New Delhi (IANS) State-run Petronet LNGs $2.5 billion investment to secure 5 million tonnes of liquefied natural gas (LNG) from Tellurian is unlikely work to the advantage of India as the first set of gas from the US-based natural gas companys Driftwood project would reach Indian shores only by fiscal 2023-24.
As per analyst presentations given by Tellurian, the first phase of the 27.6 million tonne per annum (mtpa) Driftwood project will be able to deliver LNG only in 2023. This would mean that Petronet will have to wait for LNG under a long term contract for four long years. The wait is long, given competitively priced LNG is available in plenty in the spot market to meet immediate energy needs of the country.

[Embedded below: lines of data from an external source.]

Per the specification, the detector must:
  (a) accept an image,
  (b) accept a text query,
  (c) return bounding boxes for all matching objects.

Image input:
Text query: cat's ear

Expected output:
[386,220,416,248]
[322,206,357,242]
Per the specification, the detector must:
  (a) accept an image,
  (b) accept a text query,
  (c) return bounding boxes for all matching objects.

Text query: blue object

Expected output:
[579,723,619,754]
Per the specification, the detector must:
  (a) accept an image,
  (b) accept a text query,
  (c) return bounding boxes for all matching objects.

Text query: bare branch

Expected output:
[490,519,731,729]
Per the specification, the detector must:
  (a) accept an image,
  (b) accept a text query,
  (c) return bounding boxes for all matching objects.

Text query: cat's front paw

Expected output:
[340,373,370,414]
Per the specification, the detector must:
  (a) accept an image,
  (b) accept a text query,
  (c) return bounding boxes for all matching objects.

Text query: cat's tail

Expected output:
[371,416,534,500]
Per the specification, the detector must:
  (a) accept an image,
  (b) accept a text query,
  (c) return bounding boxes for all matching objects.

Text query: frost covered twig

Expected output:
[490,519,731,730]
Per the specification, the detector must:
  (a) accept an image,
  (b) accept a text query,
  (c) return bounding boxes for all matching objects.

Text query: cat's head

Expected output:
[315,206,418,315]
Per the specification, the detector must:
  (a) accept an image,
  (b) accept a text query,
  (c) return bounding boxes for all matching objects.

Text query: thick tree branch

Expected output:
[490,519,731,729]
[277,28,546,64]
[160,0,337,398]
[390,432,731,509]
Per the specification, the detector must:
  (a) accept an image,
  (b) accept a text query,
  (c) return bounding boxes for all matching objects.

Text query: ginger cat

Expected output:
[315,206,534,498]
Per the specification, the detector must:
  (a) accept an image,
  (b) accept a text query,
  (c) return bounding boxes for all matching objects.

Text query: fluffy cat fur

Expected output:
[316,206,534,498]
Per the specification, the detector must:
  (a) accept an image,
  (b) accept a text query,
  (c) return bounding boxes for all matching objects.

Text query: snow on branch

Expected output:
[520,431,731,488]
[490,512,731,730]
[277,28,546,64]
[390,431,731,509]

"The Petronet board in February had disapproved equity investment for securing LNG from the proposed Driftwood project of Tellurian. This was done as gas was available in plenty in the the spot market at rock bottom prices. Locking the company into a 40-year contract for LNG sourcing was considered unproductive. How the deal will work to the company's advantage now needs to be seen," said a company source who did not wish to be identified.
Officials at Petronet LNG and Tellurian could not be reached for comments.
The Driftwood project is a proposed LNG terminal where actual construction work is yet to start. Though Tellurian has appointed Bechtel as the engineering, procurement and construction (EPC) partner for the project, it is still waiting for investment commitments from partners for starting construction work. So far, only French energy major Total has committed to invest in the project for 2 mtpa of LNG.
The Petronet deal is still some way off as actual negotiation for investment and supplies is yet to be concluded.
Sources said that of the 5 mtpa contracted quantity, Petronet may not get even full capacity from the first phase of the 11 mtpa Driftwood project to be ready for delivery by 2023. As the US project is proposed to be constructed in four phases, sources said full capacity may not be reached before 2030. By then the gas market may be looking lot different and may make Petronet's investment unproductive.
For Petronet, another issue of concern would be mobilising huge investment commitment of $2.5 billion for Driftwood. With cash and reserves of just over RS 8,500 crore, it would have to look at other means of funding its US investment commitment. The government could either rope in more state-run firms to fund the project with Petronet, or permit it to tap the overseas market to raise cheap funds.
The sources also said that given that the Driftwood project is yet to be constructed, Petronet may not need to put its entire $2.5 billion investment commitment at one go for a 18 per cent stake in Driftwood. It could do so in tranches, easing the pressure.
The construction cost of the Driftwood project is estimated at over $18 billion. Tellurian is offering an equity interest in Driftwood Holdings, which comprises Tellurian's upstream company, its pipeline and the upcoming terminal that will be able to export 27.6 million tonnes of LNG a year.
Tellurian is selling 51 per cent holding in Driftwood to third parties while it itself would retain 49 per cent stake, or control over 13.6 mtpa of LNG. Tellurian expects to generate $8 per share cash flow from the project.
The Driftwood project is expected to deliver low cost LNG priced at $3.5 per million British thermal units (mBtu) by sea under an optimistic scenario and at $4.5 mBtu under a base case scenario. The delivered priced of gas in this range could be $6-8 per mBtu.
The Tellurian deal, once concluded, will be the first long-term LNG deal under the Modi government since 2014. The previous long-term gas supply deals date before 2014.
The LNG deal for 7.5 mtpa from Qatar, 1.44 mtpa from Australia, 2.2 mtpa from Russia and 5.8 mtpa from US were concluded by the previous UPA government. The landed price of some of the earlier concluded long-term supply deals are higher at $9-10 per mBtu that are currently being renegotiated by Petronet.